Catheter radiofrequency ablation

  • Catheter ablation is suggested as the first-line therapy in patients with atrial flutter and normal or mildly enlarged left atrial size. The success rate of radiofrequency catheter ablation for atrial flutter is 90-95%.
  • It has been shown to have a higher success rate, better quality of life, lower occurrence of atrial fibrillation and less need for hospital readmission when compared with drug treatment.
  • Type I atrial flutter is amenable to cure with catheter ablation. Type II flutter is potentially curable with catheter-based techniques but is more difficult.

Electrical cardioversion

  • External electrical cardioversion is safe and effective. The success rate is higher than 95%.[2]
  • If the atrial flutter has persisted for more than 48 hours then adequate anticoagulation is required before cardioversion to avoid the complication of emboli.

Pharmacological cardioversion

  • Intravenous amiodarone, sotalol, flecainide or propafenone may be used to restore sinus rhythm.
  • Ibutilide and dofetilide, which are able to achieve very rapid cardioversion, are not currently available in the UK.

Ventricular rate control

  • Rate control is usually more difficult for atrial flutter than for atrial fibrillation. However, rate control is less likely than rhythm control to make the arrhythmia worse.
  • Ventricular rate control can be achieved with drugs that block the AV node. Calcium-channel blockers (eg verapamil, diltiazem), beta-blockers and amiodarone can be used. Prodigy suggests atenolol or metoprolol if the rate is uncontrolled.[5]
  • The ventricular rate at rest can sometimes be controlled with digoxin but digoxin does not usually adequately control heart rate during exertion.

Anti-arrhythmic agents

  • The use of anti-arrhythmic drugs in atrial flutter is similar to that of atrial fibrillation.
  • The most effective drugs are the class III anti-arrhythmic agents, dofetilide or ibutilide. Alternative class III agents include amiodarone and sotalol, which are the most commonly used anti-arrhythmic agents for the prevention of recurrences of atrial flutter.
  • Second-line treatment to control rhythm are the class Ic anti-arrhythmics flecainide or propafenone. Class Ic agents should only be considered for patients with no structural heart disease.[1]

Pacemaker

  • In some situations, eg after cardiac surgery, overdrive atrial pacing may be required for acute control of atrial flutter.
  • Atrial overdrive pacing can be performed invasively or via a transoesophageal electrode to pace the left atrium, with a success rate of approximately 50%.[3]
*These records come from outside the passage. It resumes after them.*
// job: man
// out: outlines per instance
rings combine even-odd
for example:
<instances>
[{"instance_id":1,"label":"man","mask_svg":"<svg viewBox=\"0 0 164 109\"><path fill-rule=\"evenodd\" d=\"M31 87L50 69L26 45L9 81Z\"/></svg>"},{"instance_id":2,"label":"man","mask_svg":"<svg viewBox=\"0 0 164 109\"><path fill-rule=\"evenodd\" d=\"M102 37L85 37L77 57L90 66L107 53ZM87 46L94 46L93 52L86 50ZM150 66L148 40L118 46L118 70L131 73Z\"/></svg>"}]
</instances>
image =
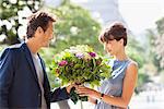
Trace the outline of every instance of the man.
<instances>
[{"instance_id":1,"label":"man","mask_svg":"<svg viewBox=\"0 0 164 109\"><path fill-rule=\"evenodd\" d=\"M49 109L50 101L69 98L71 85L50 92L45 64L38 50L52 39L54 17L34 13L27 25L26 43L7 48L0 57L0 109Z\"/></svg>"}]
</instances>

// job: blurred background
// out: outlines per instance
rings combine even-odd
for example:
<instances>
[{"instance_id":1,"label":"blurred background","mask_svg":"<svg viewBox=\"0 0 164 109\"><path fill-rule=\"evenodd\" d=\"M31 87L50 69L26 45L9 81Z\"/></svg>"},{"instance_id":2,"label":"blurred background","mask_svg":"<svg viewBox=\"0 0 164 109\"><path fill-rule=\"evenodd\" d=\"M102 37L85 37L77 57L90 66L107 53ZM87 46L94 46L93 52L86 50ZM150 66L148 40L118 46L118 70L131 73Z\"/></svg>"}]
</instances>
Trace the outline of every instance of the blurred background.
<instances>
[{"instance_id":1,"label":"blurred background","mask_svg":"<svg viewBox=\"0 0 164 109\"><path fill-rule=\"evenodd\" d=\"M86 44L105 55L98 34L109 23L128 27L127 53L139 64L139 78L130 109L163 109L164 106L164 0L0 0L0 52L24 40L26 17L38 10L57 15L55 35L40 55L51 88L59 87L49 65L54 55L70 46ZM93 109L83 102L83 109ZM71 100L51 104L52 109L80 109Z\"/></svg>"}]
</instances>

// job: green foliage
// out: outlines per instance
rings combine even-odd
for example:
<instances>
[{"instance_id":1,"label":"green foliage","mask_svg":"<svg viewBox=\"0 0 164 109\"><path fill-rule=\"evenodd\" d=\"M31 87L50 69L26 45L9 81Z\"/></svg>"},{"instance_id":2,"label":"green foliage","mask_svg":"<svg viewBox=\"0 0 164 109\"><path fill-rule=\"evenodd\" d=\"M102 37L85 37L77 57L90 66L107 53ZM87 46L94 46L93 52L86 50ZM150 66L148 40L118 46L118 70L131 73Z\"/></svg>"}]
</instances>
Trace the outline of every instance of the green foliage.
<instances>
[{"instance_id":1,"label":"green foliage","mask_svg":"<svg viewBox=\"0 0 164 109\"><path fill-rule=\"evenodd\" d=\"M15 2L14 2L15 1ZM5 35L3 44L20 43L17 29L22 25L20 23L19 12L27 7L32 12L36 12L42 7L42 0L1 0L0 1L0 22L5 22L0 26L0 35ZM8 24L7 24L8 22ZM9 28L8 26L12 27Z\"/></svg>"},{"instance_id":2,"label":"green foliage","mask_svg":"<svg viewBox=\"0 0 164 109\"><path fill-rule=\"evenodd\" d=\"M109 61L109 60L108 60ZM58 76L62 85L68 83L89 83L99 85L99 81L110 76L110 66L106 60L84 45L70 47L56 55L51 72Z\"/></svg>"},{"instance_id":3,"label":"green foliage","mask_svg":"<svg viewBox=\"0 0 164 109\"><path fill-rule=\"evenodd\" d=\"M94 87L102 80L110 77L108 61L95 53L91 47L78 45L56 55L50 68L52 74L61 80L61 85L87 83ZM87 100L87 97L80 97L74 90L71 90L70 97L74 104L79 99Z\"/></svg>"}]
</instances>

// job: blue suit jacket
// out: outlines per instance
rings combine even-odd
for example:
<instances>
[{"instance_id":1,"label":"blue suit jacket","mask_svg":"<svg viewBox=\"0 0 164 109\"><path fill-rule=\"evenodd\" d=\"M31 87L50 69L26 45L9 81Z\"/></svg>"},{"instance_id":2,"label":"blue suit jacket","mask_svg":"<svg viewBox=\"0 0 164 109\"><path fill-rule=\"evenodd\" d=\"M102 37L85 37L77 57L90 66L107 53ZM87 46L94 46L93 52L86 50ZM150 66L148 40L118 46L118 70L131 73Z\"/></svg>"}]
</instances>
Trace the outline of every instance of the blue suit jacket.
<instances>
[{"instance_id":1,"label":"blue suit jacket","mask_svg":"<svg viewBox=\"0 0 164 109\"><path fill-rule=\"evenodd\" d=\"M44 90L48 109L50 101L68 99L66 88L50 92L45 72ZM0 109L31 108L38 109L42 105L40 88L33 59L26 44L7 48L0 57Z\"/></svg>"}]
</instances>

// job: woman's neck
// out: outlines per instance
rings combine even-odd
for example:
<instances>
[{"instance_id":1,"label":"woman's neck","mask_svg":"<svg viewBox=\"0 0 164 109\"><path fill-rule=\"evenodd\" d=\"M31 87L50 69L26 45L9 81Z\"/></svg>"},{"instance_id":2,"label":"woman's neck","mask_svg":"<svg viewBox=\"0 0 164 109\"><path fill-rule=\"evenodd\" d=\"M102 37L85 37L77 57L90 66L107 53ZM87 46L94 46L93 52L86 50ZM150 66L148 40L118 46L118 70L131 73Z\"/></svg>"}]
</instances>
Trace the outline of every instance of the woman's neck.
<instances>
[{"instance_id":1,"label":"woman's neck","mask_svg":"<svg viewBox=\"0 0 164 109\"><path fill-rule=\"evenodd\" d=\"M115 58L117 60L120 60L120 61L124 61L124 60L127 60L128 59L128 56L126 55L125 50L120 50L116 56Z\"/></svg>"}]
</instances>

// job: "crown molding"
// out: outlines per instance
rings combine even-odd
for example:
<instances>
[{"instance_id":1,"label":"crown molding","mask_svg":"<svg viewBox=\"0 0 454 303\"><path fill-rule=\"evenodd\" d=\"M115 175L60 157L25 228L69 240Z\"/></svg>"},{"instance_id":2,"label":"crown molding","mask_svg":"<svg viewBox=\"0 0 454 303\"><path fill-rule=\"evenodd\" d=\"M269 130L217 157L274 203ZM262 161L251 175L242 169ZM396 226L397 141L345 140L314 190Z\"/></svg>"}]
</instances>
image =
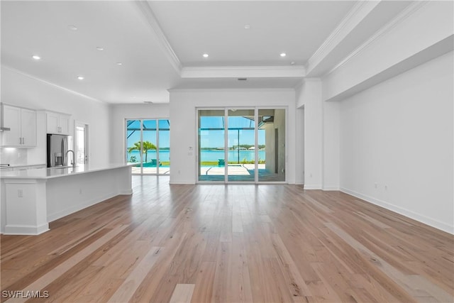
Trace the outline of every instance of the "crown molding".
<instances>
[{"instance_id":1,"label":"crown molding","mask_svg":"<svg viewBox=\"0 0 454 303\"><path fill-rule=\"evenodd\" d=\"M303 77L306 69L302 65L187 67L180 75L182 78Z\"/></svg>"},{"instance_id":2,"label":"crown molding","mask_svg":"<svg viewBox=\"0 0 454 303\"><path fill-rule=\"evenodd\" d=\"M43 79L38 78L37 77L32 76L31 75L27 74L26 72L22 72L21 70L17 70L17 69L13 68L13 67L9 67L8 65L5 65L3 63L1 64L1 68L2 69L6 68L6 70L9 70L11 72L16 72L17 74L22 75L23 76L27 77L33 79L34 80L39 81L40 82L45 83L45 84L46 84L48 85L50 85L51 87L57 88L58 89L60 89L60 90L71 93L72 94L75 94L75 95L79 96L79 97L82 97L82 98L88 99L92 100L92 101L96 101L96 102L100 102L100 103L102 103L102 104L109 104L108 102L104 101L102 100L99 100L99 99L96 99L96 98L87 96L87 95L84 94L81 94L79 92L77 92L76 91L73 91L73 90L70 89L67 89L66 87L60 87L60 85L57 85L57 84L55 84L54 83L49 82L48 81L43 80Z\"/></svg>"},{"instance_id":3,"label":"crown molding","mask_svg":"<svg viewBox=\"0 0 454 303\"><path fill-rule=\"evenodd\" d=\"M178 56L177 56L177 54L175 54L175 52L173 50L173 48L172 48L172 45L170 45L170 43L169 43L167 37L164 34L161 26L157 22L156 16L153 13L151 7L150 7L150 4L148 4L148 1L137 1L135 2L145 16L146 21L150 24L151 28L156 34L159 45L170 60L172 66L177 73L181 73L182 63L179 61Z\"/></svg>"},{"instance_id":4,"label":"crown molding","mask_svg":"<svg viewBox=\"0 0 454 303\"><path fill-rule=\"evenodd\" d=\"M353 57L356 57L358 54L360 54L365 49L369 47L375 40L380 39L382 36L387 34L392 28L397 25L402 23L406 20L410 16L416 12L419 9L427 4L428 1L414 1L411 4L409 5L402 11L401 11L397 16L396 16L392 20L385 24L380 30L378 30L374 35L372 35L369 39L367 39L364 43L361 44L358 48L353 50L350 55L345 57L342 61L336 65L331 70L330 70L326 75L323 77L326 77L331 72L334 72L339 67L342 67L348 62L351 60Z\"/></svg>"},{"instance_id":5,"label":"crown molding","mask_svg":"<svg viewBox=\"0 0 454 303\"><path fill-rule=\"evenodd\" d=\"M381 0L380 0L381 1ZM361 22L380 1L360 1L355 4L329 36L307 60L304 67L310 72L333 51L333 50Z\"/></svg>"}]
</instances>

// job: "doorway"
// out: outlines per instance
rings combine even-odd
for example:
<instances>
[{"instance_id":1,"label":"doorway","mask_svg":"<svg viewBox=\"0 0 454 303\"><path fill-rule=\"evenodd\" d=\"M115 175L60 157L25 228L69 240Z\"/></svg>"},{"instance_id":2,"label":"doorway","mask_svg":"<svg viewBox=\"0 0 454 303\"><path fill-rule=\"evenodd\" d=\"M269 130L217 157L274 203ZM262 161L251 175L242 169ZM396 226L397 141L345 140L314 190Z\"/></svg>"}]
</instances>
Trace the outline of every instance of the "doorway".
<instances>
[{"instance_id":1,"label":"doorway","mask_svg":"<svg viewBox=\"0 0 454 303\"><path fill-rule=\"evenodd\" d=\"M76 165L88 164L88 124L74 123L74 157Z\"/></svg>"},{"instance_id":2,"label":"doorway","mask_svg":"<svg viewBox=\"0 0 454 303\"><path fill-rule=\"evenodd\" d=\"M169 175L170 122L167 119L126 120L125 157L135 175Z\"/></svg>"},{"instance_id":3,"label":"doorway","mask_svg":"<svg viewBox=\"0 0 454 303\"><path fill-rule=\"evenodd\" d=\"M285 109L198 109L198 182L284 182Z\"/></svg>"}]
</instances>

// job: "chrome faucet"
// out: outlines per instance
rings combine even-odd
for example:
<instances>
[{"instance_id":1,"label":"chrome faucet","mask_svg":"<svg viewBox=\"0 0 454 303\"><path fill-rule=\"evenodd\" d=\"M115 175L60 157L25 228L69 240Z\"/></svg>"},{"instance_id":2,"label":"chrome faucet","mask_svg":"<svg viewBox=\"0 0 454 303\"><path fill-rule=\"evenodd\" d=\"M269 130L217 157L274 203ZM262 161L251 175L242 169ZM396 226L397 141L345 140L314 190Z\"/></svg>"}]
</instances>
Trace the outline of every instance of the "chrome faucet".
<instances>
[{"instance_id":1,"label":"chrome faucet","mask_svg":"<svg viewBox=\"0 0 454 303\"><path fill-rule=\"evenodd\" d=\"M72 161L71 161L71 165L72 165L72 168L76 168L76 161L74 161L74 150L68 150L65 154L65 158L67 159L68 153L70 152L72 153Z\"/></svg>"}]
</instances>

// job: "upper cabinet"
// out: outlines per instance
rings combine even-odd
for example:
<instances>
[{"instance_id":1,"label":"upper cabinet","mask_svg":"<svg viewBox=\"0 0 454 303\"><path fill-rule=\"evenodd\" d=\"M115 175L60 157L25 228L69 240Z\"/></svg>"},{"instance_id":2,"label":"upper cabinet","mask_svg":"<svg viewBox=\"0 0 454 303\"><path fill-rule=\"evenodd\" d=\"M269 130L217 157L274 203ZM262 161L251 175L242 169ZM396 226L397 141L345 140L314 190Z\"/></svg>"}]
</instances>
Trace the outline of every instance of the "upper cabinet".
<instances>
[{"instance_id":1,"label":"upper cabinet","mask_svg":"<svg viewBox=\"0 0 454 303\"><path fill-rule=\"evenodd\" d=\"M66 114L46 111L48 133L70 135L70 119Z\"/></svg>"},{"instance_id":2,"label":"upper cabinet","mask_svg":"<svg viewBox=\"0 0 454 303\"><path fill-rule=\"evenodd\" d=\"M36 146L36 111L2 104L1 146Z\"/></svg>"}]
</instances>

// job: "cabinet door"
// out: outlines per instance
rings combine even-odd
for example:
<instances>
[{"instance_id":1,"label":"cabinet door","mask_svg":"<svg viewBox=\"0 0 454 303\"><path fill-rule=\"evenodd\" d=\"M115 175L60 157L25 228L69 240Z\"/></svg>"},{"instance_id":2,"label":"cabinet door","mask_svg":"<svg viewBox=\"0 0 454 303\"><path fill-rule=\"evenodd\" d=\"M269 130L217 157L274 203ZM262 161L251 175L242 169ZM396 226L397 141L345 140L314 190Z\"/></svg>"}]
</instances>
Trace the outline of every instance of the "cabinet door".
<instances>
[{"instance_id":1,"label":"cabinet door","mask_svg":"<svg viewBox=\"0 0 454 303\"><path fill-rule=\"evenodd\" d=\"M36 146L36 111L22 109L21 112L22 145L24 146Z\"/></svg>"},{"instance_id":2,"label":"cabinet door","mask_svg":"<svg viewBox=\"0 0 454 303\"><path fill-rule=\"evenodd\" d=\"M60 115L60 131L62 135L70 134L70 116Z\"/></svg>"},{"instance_id":3,"label":"cabinet door","mask_svg":"<svg viewBox=\"0 0 454 303\"><path fill-rule=\"evenodd\" d=\"M60 133L58 125L59 114L56 113L47 113L48 133Z\"/></svg>"},{"instance_id":4,"label":"cabinet door","mask_svg":"<svg viewBox=\"0 0 454 303\"><path fill-rule=\"evenodd\" d=\"M21 109L4 105L3 126L10 128L11 130L1 132L1 145L21 145Z\"/></svg>"}]
</instances>

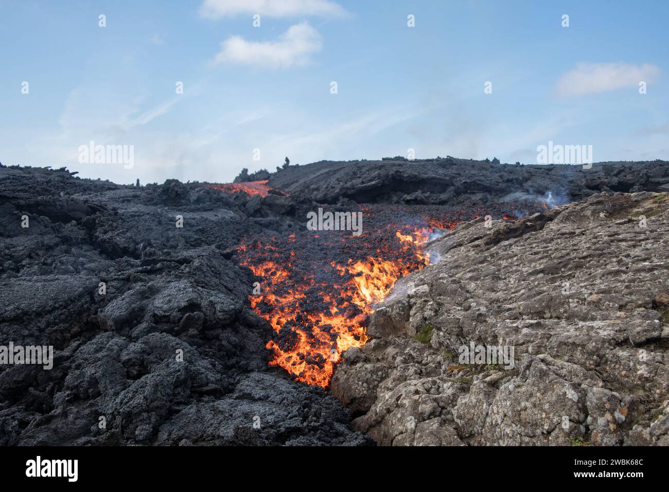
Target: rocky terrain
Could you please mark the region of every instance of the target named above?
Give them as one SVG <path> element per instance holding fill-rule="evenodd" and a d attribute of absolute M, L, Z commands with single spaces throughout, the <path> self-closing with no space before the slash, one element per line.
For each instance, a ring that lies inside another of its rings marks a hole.
<path fill-rule="evenodd" d="M 266 177 L 264 177 L 264 179 Z M 669 191 L 664 161 L 577 165 L 520 165 L 446 157 L 407 161 L 323 161 L 278 169 L 269 184 L 320 203 L 445 205 L 537 199 L 551 192 L 559 205 L 601 191 Z"/>
<path fill-rule="evenodd" d="M 329 393 L 268 367 L 271 328 L 228 250 L 287 219 L 281 197 L 236 198 L 0 169 L 0 345 L 55 351 L 51 370 L 0 365 L 0 444 L 371 442 Z"/>
<path fill-rule="evenodd" d="M 0 364 L 0 444 L 669 444 L 667 163 L 324 161 L 269 178 L 261 196 L 0 165 L 0 345 L 55 357 Z M 240 244 L 304 231 L 320 203 L 549 191 L 583 201 L 443 231 L 329 390 L 268 365 Z M 470 341 L 513 346 L 514 368 L 459 363 Z"/>
<path fill-rule="evenodd" d="M 438 262 L 396 284 L 334 373 L 354 428 L 385 445 L 669 445 L 669 194 L 482 218 L 429 250 Z M 460 363 L 472 341 L 514 347 L 514 367 Z"/>

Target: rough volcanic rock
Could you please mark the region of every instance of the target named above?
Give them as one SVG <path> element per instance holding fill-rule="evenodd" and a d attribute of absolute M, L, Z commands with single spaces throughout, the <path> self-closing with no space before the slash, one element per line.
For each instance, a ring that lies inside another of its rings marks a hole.
<path fill-rule="evenodd" d="M 320 203 L 347 199 L 358 203 L 471 208 L 496 201 L 544 199 L 560 205 L 604 191 L 667 191 L 669 165 L 664 161 L 606 162 L 584 169 L 581 165 L 520 165 L 500 164 L 497 159 L 490 162 L 454 157 L 322 161 L 280 169 L 268 184 L 291 196 Z"/>
<path fill-rule="evenodd" d="M 282 230 L 271 209 L 290 203 L 256 220 L 246 201 L 0 168 L 0 345 L 54 350 L 50 370 L 0 365 L 0 444 L 370 444 L 330 394 L 268 367 L 229 252 Z"/>
<path fill-rule="evenodd" d="M 387 445 L 669 445 L 669 195 L 481 218 L 429 249 L 438 262 L 396 284 L 336 370 L 354 428 Z M 461 363 L 472 342 L 514 347 L 512 368 Z"/>

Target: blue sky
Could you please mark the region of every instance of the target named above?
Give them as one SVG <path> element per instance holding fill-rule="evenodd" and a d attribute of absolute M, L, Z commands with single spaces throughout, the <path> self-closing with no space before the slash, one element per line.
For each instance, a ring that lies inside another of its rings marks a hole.
<path fill-rule="evenodd" d="M 225 182 L 286 156 L 531 163 L 549 141 L 669 159 L 660 0 L 0 0 L 0 15 L 5 165 Z M 133 167 L 80 163 L 90 141 L 133 146 Z"/>

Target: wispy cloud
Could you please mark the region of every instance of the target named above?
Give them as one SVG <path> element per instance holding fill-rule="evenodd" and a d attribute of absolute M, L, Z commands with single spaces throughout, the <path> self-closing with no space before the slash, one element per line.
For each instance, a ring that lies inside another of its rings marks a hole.
<path fill-rule="evenodd" d="M 639 82 L 654 81 L 660 69 L 649 64 L 579 63 L 563 74 L 556 87 L 560 96 L 581 96 L 624 87 L 638 87 Z"/>
<path fill-rule="evenodd" d="M 286 68 L 306 65 L 310 55 L 320 51 L 318 31 L 303 22 L 292 25 L 276 41 L 256 42 L 232 36 L 221 44 L 214 65 L 235 63 L 261 68 Z"/>
<path fill-rule="evenodd" d="M 171 100 L 162 102 L 155 108 L 152 108 L 148 111 L 145 111 L 137 117 L 126 121 L 122 127 L 124 129 L 127 130 L 138 125 L 146 125 L 154 118 L 166 114 L 179 100 L 179 98 L 175 98 Z"/>
<path fill-rule="evenodd" d="M 256 13 L 272 17 L 348 15 L 341 5 L 329 0 L 205 0 L 199 13 L 207 19 Z"/>
<path fill-rule="evenodd" d="M 634 135 L 662 135 L 667 133 L 669 133 L 669 123 L 644 127 L 634 132 Z"/>

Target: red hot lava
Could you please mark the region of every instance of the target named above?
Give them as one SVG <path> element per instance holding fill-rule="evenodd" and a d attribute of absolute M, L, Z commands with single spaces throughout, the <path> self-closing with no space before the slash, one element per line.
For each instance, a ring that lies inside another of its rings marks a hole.
<path fill-rule="evenodd" d="M 272 187 L 267 185 L 268 180 L 262 181 L 246 181 L 245 183 L 226 183 L 224 184 L 207 185 L 208 187 L 218 189 L 223 193 L 241 193 L 246 191 L 249 195 L 267 196 Z"/>
<path fill-rule="evenodd" d="M 240 263 L 261 284 L 260 293 L 250 297 L 251 306 L 275 331 L 266 345 L 270 364 L 298 381 L 326 387 L 341 353 L 367 341 L 372 305 L 399 278 L 429 262 L 424 244 L 435 229 L 452 229 L 486 213 L 419 206 L 360 208 L 359 236 L 305 228 L 237 250 Z M 509 206 L 493 208 L 496 218 L 514 215 Z"/>

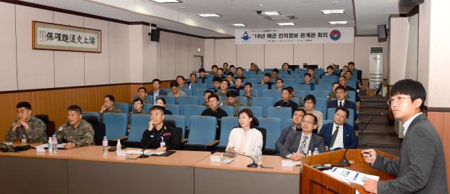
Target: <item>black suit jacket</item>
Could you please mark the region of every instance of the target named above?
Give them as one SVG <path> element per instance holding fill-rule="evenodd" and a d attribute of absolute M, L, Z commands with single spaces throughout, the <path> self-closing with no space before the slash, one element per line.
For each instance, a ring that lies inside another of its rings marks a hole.
<path fill-rule="evenodd" d="M 449 193 L 442 143 L 423 114 L 407 129 L 400 159 L 377 155 L 372 168 L 397 177 L 378 182 L 378 193 Z"/>

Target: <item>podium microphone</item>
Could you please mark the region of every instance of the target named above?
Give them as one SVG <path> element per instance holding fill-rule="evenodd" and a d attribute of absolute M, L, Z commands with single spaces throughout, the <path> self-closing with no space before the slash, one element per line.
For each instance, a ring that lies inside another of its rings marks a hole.
<path fill-rule="evenodd" d="M 380 116 L 380 114 L 376 114 L 376 115 L 373 116 L 372 118 L 370 118 L 370 119 L 369 120 L 369 122 L 367 122 L 367 123 L 366 123 L 366 125 L 364 126 L 364 127 L 362 127 L 362 129 L 359 131 L 359 133 L 358 134 L 358 136 L 356 136 L 356 140 L 357 141 L 354 141 L 353 142 L 351 142 L 351 144 L 350 144 L 350 146 L 349 146 L 349 147 L 347 149 L 345 149 L 345 152 L 344 152 L 344 157 L 342 157 L 342 159 L 341 159 L 341 161 L 339 162 L 339 164 L 332 164 L 331 166 L 350 166 L 350 161 L 349 161 L 349 160 L 346 157 L 347 152 L 349 150 L 350 147 L 351 147 L 351 146 L 353 146 L 353 143 L 355 143 L 355 142 L 359 142 L 359 136 L 360 136 L 360 135 L 361 135 L 362 132 L 364 132 L 365 130 L 365 129 L 369 125 L 369 123 L 370 123 L 370 122 L 372 122 L 372 120 L 374 120 L 374 118 L 375 118 L 375 117 L 376 117 L 378 116 Z"/>
<path fill-rule="evenodd" d="M 252 161 L 252 163 L 247 165 L 247 167 L 249 167 L 249 168 L 256 168 L 256 167 L 258 167 L 258 164 L 256 164 L 255 162 L 255 160 L 251 157 L 244 155 L 240 155 L 240 154 L 238 154 L 238 153 L 230 152 L 226 152 L 223 155 L 223 156 L 227 157 L 234 157 L 235 155 L 240 155 L 240 156 L 243 156 L 243 157 L 251 158 L 251 161 Z"/>

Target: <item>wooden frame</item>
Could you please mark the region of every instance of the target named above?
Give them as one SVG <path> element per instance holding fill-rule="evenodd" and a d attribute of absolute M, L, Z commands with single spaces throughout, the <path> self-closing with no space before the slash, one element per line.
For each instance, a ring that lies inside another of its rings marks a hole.
<path fill-rule="evenodd" d="M 101 53 L 101 30 L 39 21 L 33 21 L 32 23 L 33 49 Z M 47 32 L 44 37 L 43 33 L 46 31 L 42 29 L 42 31 L 39 31 L 40 28 L 45 28 L 52 31 Z M 66 34 L 63 33 L 64 32 L 72 33 Z M 53 36 L 53 34 L 55 37 Z M 50 37 L 48 37 L 49 35 Z M 83 44 L 85 46 L 83 46 Z"/>

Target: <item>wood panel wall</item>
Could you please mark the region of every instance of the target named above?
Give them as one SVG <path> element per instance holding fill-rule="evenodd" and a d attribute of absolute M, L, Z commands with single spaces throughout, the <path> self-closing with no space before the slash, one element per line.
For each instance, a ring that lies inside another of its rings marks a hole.
<path fill-rule="evenodd" d="M 168 87 L 169 82 L 161 84 Z M 151 84 L 123 84 L 0 94 L 0 141 L 5 141 L 6 132 L 17 119 L 15 105 L 19 102 L 29 102 L 34 115 L 48 114 L 58 128 L 67 121 L 69 105 L 77 105 L 83 112 L 99 112 L 105 95 L 114 96 L 117 103 L 129 103 L 143 85 L 149 91 L 153 89 Z"/>

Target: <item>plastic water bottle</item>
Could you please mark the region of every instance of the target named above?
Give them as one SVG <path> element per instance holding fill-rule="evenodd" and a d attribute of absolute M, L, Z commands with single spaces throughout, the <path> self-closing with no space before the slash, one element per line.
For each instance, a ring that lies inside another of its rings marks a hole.
<path fill-rule="evenodd" d="M 53 152 L 58 152 L 58 139 L 56 139 L 56 135 L 53 134 L 51 136 L 51 144 L 53 146 Z"/>
<path fill-rule="evenodd" d="M 256 157 L 258 158 L 258 166 L 261 166 L 262 165 L 262 146 L 258 146 L 258 149 L 256 150 Z"/>
<path fill-rule="evenodd" d="M 108 153 L 108 139 L 106 139 L 106 136 L 103 136 L 102 146 L 103 146 L 103 155 L 106 155 Z"/>
<path fill-rule="evenodd" d="M 319 154 L 319 148 L 314 148 L 314 152 L 312 152 L 313 155 L 317 155 Z"/>
<path fill-rule="evenodd" d="M 48 148 L 49 153 L 53 153 L 53 146 L 51 145 L 51 137 L 50 137 L 50 136 L 49 137 L 49 144 L 48 145 L 49 145 L 48 146 L 49 146 L 49 148 Z"/>

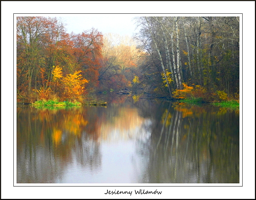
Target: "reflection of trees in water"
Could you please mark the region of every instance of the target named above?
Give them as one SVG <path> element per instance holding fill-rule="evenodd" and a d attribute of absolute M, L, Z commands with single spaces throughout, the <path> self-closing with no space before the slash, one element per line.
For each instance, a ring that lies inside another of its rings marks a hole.
<path fill-rule="evenodd" d="M 235 112 L 170 104 L 152 113 L 156 117 L 152 140 L 138 148 L 148 156 L 140 182 L 239 182 L 239 116 Z"/>
<path fill-rule="evenodd" d="M 17 182 L 62 182 L 73 163 L 97 170 L 101 165 L 96 142 L 100 114 L 94 112 L 88 116 L 91 111 L 89 107 L 18 110 Z"/>

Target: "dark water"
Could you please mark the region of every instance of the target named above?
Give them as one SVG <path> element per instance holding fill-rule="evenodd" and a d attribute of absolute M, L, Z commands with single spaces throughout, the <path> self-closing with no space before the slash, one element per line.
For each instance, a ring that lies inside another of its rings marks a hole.
<path fill-rule="evenodd" d="M 239 182 L 239 112 L 125 96 L 18 107 L 17 183 Z"/>

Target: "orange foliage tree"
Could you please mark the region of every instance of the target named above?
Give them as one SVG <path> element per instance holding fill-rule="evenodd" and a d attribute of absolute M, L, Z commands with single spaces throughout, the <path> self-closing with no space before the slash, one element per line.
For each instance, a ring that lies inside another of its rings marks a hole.
<path fill-rule="evenodd" d="M 86 91 L 85 84 L 89 81 L 83 78 L 81 71 L 76 71 L 64 77 L 62 68 L 59 66 L 54 67 L 53 71 L 54 91 L 58 93 L 62 100 L 82 101 L 83 95 Z"/>

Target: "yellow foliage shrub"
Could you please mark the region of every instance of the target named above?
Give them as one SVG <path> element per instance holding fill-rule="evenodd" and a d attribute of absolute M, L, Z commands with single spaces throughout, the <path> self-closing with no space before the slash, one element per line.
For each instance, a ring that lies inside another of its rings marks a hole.
<path fill-rule="evenodd" d="M 220 99 L 223 101 L 226 101 L 227 100 L 227 94 L 224 91 L 217 90 L 217 92 Z"/>

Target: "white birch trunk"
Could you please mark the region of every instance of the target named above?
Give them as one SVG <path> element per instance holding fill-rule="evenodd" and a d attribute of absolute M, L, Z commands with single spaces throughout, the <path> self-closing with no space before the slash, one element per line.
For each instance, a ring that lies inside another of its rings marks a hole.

Prevention of thromboembolism

  • Patients with atrial flutter should be given antithrombotic therapy in the same manner as those with atrial fibrillation. See separate Atrial Fibrillation article for details.
  • Adequate anticoagulation has been shown to decrease thromboembolic complications in patients with chronic atrial flutter and in patients undergoing cardioversion.
  • Long-term anticoagulation is therefore advised for patients with persistent or paroxysmal atrial flutter.
  • After successful catheter ablation, anticoagulation can be stopped 4-6 weeks later if sinus rhythm is still present.
  • It is recommended that cardioversion of atrial flutter presents similar risks to cardioversion of atrial fibrillation and therefore requires similar anticoagulation, ie when atrial flutter persists for more than 48 hours, three weeks of anticoagulation are required before attempting cardioversion to sinus rhythm, and anticoagulation should be continued for at least four weeks after cardioversion.[9]

In patients who have atrial flutter and need cardiac surgery, creation of a cryothermal lesion can be curative for atrial flutter and may also prevent an incisional re-entrant arrhythmia.

  • Heart failure; acute atrial flutter can impair cardiac function, lower blood pressure, and initiate myocardial ischaemia.[3]
  • Thromboembolism (transient ischaemic attacks and stroke). Systemic embolism is less commonly associated with atrial flutter than atrial fibrillation, but is still a significant risk. The risk of stroke in patients with atrial flutter is increased by about 40% (compared to 60% for patients with atrial fibrillation).
  • Tachycardia-induced cardiomyopathy.
  • Persistent untreated atrial flutter can become chronic atrial fibrillation.
  • Atrial flutter leads to an increased overall mortality.
  • It often converts within one week to normal sinus rhythm or atrial fibrillation but can occasionally persist for weeks or months.
  • Effective prevention and management of potential causes, eg hypertension, obesity, excessive alcohol intake, hyperthyroidism and obstructive sleep apnoea.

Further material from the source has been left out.